Adjusted EBITDA (Non-GAAP Financial Measure)

In addition to our GAAP results, we present Adjusted EBITDA as a supplemental measure of our performance. However, Adjusted EBITDA is not a recognized measurement under GAAP and should not be considered as an alternative to net income, income from operations or any other performance measure derived in accordance with GAAP or as an alternative to cash flow from operating activities as a measure of liquidity. We define Adjusted EBITDA as net income (loss), plus other expense, net, provision for income taxes, depreciation and amortization, and stock-based compensation. Non-GAAP adjustments to our results prepared in accordance with GAAP are itemized below. You are encouraged to evaluate these adjustments and the reasons we consider them appropriate for supplemental analysis. In evaluating Adjusted EBITDA, you should be aware that in the future we may incur expenses that are the same as or similar to some of the adjustments in this presentation. Our presentation of Adjusted EBITDA should not be construed as an inference that our future results will be unaffected by unusual or non-recurring items.

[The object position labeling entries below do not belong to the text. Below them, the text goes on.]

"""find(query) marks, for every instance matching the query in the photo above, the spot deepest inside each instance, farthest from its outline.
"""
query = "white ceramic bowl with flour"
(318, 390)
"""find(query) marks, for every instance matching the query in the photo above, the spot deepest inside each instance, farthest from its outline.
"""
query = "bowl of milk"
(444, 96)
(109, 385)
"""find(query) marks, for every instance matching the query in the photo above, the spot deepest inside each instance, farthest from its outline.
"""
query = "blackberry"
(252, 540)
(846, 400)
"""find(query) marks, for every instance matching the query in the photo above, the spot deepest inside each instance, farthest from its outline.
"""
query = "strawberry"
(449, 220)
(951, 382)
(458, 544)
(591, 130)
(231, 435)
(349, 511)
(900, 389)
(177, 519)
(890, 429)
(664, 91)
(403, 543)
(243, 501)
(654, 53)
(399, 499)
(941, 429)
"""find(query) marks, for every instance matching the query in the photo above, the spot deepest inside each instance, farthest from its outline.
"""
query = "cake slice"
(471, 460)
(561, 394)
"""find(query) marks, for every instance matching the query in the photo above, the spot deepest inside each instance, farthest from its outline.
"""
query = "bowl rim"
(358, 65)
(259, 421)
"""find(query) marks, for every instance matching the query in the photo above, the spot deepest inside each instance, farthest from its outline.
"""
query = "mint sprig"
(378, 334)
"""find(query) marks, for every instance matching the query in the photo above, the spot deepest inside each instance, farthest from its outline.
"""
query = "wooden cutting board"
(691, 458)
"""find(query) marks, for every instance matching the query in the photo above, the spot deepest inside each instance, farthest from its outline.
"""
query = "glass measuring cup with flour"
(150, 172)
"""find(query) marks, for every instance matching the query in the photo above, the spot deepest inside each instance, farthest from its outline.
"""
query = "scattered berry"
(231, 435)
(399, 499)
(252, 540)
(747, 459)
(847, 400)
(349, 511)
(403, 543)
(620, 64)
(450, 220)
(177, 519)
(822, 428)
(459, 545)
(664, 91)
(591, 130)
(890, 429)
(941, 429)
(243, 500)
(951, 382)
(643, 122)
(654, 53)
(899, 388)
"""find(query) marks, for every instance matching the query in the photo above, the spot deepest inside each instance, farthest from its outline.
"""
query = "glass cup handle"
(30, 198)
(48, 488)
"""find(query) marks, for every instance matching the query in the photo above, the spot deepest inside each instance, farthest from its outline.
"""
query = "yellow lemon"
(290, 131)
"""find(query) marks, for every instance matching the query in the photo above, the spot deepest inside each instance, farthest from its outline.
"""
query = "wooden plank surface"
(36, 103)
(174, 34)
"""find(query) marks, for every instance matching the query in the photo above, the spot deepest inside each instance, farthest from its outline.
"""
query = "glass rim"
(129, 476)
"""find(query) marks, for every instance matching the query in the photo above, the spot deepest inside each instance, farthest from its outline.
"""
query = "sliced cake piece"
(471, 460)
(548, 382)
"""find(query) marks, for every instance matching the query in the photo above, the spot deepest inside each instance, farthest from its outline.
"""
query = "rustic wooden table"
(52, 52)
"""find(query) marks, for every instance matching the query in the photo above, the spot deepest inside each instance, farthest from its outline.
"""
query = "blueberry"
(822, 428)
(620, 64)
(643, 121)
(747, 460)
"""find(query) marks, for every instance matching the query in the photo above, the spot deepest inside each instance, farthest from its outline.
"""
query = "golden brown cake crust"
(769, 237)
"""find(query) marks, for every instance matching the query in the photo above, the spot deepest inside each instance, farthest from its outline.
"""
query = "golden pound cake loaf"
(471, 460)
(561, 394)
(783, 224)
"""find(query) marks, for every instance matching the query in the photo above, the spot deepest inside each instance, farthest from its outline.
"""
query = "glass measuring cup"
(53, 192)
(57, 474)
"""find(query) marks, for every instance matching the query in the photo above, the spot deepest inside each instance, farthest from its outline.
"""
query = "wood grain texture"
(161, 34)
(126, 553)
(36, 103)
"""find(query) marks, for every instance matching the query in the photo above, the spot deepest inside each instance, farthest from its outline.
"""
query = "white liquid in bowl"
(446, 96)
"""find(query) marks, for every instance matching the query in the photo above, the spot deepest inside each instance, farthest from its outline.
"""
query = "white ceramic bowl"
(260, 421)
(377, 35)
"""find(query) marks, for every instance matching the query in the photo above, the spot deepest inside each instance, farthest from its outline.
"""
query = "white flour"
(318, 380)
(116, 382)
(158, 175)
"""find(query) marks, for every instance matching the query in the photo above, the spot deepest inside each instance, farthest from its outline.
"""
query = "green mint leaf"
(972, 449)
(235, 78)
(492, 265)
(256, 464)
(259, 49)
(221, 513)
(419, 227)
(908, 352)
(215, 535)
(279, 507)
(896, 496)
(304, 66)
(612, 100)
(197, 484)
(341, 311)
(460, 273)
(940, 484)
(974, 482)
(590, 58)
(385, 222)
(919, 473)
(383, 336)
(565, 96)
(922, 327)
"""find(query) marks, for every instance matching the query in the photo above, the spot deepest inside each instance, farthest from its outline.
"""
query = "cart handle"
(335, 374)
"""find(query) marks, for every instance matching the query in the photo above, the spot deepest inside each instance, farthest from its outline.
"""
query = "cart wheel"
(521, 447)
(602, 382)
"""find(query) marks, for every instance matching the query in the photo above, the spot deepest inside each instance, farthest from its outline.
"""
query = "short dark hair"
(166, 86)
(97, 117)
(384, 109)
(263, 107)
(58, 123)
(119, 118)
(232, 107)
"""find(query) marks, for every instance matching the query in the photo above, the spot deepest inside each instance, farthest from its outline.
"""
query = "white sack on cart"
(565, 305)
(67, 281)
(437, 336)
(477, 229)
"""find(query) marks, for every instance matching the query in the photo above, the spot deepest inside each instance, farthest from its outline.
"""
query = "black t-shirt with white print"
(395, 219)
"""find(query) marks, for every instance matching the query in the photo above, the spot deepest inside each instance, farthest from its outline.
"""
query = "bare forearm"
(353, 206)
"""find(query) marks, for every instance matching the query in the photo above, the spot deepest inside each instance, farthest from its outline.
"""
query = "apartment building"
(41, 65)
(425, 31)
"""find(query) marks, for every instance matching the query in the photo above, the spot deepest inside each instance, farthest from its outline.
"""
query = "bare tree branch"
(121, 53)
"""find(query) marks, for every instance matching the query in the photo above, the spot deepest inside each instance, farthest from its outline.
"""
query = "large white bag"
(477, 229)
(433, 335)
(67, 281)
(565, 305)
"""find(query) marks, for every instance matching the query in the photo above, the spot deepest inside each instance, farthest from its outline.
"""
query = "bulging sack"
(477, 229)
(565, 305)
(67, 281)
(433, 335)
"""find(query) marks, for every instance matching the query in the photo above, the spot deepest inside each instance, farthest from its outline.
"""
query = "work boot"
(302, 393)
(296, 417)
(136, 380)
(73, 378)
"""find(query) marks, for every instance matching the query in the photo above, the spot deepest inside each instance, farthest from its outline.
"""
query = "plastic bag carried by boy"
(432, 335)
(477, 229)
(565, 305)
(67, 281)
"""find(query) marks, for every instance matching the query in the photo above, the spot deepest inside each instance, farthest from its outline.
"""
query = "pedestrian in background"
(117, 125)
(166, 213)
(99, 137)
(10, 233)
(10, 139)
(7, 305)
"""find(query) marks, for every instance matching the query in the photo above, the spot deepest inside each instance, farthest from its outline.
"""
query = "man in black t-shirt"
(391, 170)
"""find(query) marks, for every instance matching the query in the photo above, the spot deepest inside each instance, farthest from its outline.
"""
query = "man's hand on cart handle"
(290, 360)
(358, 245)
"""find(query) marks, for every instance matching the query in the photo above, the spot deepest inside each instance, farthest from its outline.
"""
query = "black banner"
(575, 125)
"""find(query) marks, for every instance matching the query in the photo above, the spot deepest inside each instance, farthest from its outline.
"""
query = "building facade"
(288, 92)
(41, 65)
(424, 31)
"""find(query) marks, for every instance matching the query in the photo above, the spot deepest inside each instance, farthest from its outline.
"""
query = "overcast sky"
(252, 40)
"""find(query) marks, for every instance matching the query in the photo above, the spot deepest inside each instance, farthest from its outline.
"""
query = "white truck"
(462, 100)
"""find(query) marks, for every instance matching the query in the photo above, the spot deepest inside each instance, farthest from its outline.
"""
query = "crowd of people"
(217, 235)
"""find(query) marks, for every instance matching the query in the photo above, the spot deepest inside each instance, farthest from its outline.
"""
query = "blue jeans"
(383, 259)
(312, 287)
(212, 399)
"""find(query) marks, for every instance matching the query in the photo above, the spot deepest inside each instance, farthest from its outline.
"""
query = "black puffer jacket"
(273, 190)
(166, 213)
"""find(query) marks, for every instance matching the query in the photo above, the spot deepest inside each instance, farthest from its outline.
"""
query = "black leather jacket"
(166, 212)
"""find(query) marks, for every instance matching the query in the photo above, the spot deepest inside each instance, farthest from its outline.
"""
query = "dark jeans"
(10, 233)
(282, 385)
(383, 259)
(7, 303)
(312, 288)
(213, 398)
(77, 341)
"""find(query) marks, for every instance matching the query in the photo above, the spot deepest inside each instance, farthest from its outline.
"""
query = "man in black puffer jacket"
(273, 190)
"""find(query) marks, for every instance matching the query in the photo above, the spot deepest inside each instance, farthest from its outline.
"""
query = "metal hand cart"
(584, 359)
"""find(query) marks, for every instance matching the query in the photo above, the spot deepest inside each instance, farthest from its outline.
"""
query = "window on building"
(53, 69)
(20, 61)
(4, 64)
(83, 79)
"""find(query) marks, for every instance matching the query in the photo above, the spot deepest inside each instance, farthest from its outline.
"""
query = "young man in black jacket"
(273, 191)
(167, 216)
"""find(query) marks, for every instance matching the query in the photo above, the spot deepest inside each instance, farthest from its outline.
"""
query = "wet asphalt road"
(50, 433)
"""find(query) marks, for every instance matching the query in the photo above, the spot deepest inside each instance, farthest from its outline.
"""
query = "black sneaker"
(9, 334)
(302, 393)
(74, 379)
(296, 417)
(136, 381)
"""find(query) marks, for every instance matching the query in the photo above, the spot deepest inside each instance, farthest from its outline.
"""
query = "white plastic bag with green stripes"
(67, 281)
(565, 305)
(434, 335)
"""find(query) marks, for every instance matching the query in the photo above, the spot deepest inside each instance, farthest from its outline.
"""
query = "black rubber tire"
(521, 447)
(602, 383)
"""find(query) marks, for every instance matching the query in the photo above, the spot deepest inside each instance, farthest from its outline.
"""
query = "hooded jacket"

Set forth below is a reconciliation of Adjusted EBITDA to net loss for the three months ended March 31, 2018 and 2017.

  
  Three Months Ended
March 31,
 
  2018  2018 
  (Unaudited)  (Unaudited) 
         
Net loss $(370,705) $(3,751,987)
Provision for income taxes  -   913 
Other (income) expense, net        
Financing costs  607,717   - 
Gain on extinguishment of derivatives  (674,254)    
Change in fair value of derivative liability  (2,630,052  - 
Interest expense  44,969   24,171 
Total other (income) expense, net  (2,651,620  24,171 
Depreciation and amortization expense  17,910   17,745 
Stock-based compensation expense  1,780,288   3,663,154 
Adjusted EBITDA $(1,224,127) $(46,004)
         

We present Adjusted EBITDA because we believe it assists investors and analysts in comparing our performance across reporting periods on a consistent basis by excluding items that we do not believe are indicative of our core operating performance. Adjusted EBITDA has limitations as an analytical tool, which includes, among others, the following:

  • Adjusted EBITDA does not reflect our cash expenditures, or future requirements, for capital expenditures or contractual commitments;

  • Adjusted EBITDA does not reflect changes in, or cash requirements for, our working capital needs;

  • Adjusted EBITDA does not reflect interest expense, or the cash requirements necessary to service interest or principal payments, on our debts; and

  • Although depreciation and amortization are non-cash charges, the assets being depreciated and amortized will often have to be replaced in the future, and Adjusted EBITDA does not reflect any cash requirements for such replacements.